The London-based company expects to merge with New York City-based CIIG Merger Corp., a special purpose acquisition company, in the first quarter of 2021.
Arrival’s electric delivery van (Image: Arrival)
CIIG will emerge from the initial public offering with a 12% stake in Arrival, whose shares will trade on the NASDAQ. The new company is expected to net about $660 million from the IPO.
The British company is 88% owned by Hyundai and UPS. BlackRock, also headquartered in New York City, owns 7.5% of CIIG, and invested $118 million in the EV maker last month.
Arrival aims to produce its vehicles using highly automated micro-factories that are erected near the customers they supply. The first two such plants will be set up in South Carolina and the U.K. next year.

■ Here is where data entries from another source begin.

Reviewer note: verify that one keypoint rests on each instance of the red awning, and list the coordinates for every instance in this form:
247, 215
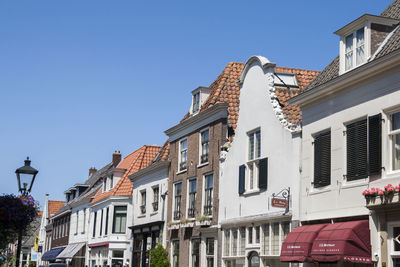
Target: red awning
100, 244
345, 241
298, 243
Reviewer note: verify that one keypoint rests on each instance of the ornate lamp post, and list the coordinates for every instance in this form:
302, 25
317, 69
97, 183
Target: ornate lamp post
26, 177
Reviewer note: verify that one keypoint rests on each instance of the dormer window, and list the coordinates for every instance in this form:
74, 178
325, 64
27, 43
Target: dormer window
361, 39
199, 96
355, 49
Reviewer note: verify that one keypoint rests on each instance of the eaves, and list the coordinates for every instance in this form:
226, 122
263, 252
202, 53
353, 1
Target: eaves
348, 79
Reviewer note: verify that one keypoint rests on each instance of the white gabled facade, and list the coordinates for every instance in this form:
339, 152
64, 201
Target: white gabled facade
150, 196
253, 230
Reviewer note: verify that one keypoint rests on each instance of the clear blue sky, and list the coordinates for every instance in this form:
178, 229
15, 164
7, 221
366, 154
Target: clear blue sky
80, 79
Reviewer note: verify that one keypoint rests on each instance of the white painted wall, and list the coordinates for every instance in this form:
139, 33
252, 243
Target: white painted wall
344, 198
256, 110
147, 182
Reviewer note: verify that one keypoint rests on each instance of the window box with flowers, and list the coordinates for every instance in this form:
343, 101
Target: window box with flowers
377, 196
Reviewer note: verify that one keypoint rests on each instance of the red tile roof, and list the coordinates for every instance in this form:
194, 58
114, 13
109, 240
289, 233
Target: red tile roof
54, 206
304, 77
134, 162
225, 89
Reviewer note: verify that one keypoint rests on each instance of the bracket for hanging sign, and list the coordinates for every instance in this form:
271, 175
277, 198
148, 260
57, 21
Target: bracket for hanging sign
281, 199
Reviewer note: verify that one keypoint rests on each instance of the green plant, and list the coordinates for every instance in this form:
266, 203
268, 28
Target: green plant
159, 257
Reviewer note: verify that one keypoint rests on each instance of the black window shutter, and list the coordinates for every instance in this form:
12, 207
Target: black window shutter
322, 159
375, 144
263, 173
242, 170
357, 156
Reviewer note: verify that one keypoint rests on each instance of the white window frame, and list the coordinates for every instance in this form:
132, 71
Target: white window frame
203, 199
252, 163
201, 147
367, 47
280, 238
187, 197
173, 201
155, 200
390, 135
180, 154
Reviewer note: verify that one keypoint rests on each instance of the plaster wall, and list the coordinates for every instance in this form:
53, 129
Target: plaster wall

The company says its unusual approach to production makes its vehicles competitive in cost to piston-powered vehicles and cheaper than comparable electric vans and buses.
Arrival is preparing to fill an order from United Parcel Service for 10,000 electric delivery vans. The company says the vehicles will be “autonomous ready” and can be equipped to operate robotically within depot complexes to, for example, drive themselves to and from charging stations.
The company also is marketing a modular city bus concept that features a glass roof, wrap-around LED screens to indicate seating and route details, and a smartphone app that allows riders to request a stop and get real-time updates on pickup times.
Arrival claims it has more than 1,300 employees in Germany, Israel, the Netherlands, Russia, the U.K. and the U.S.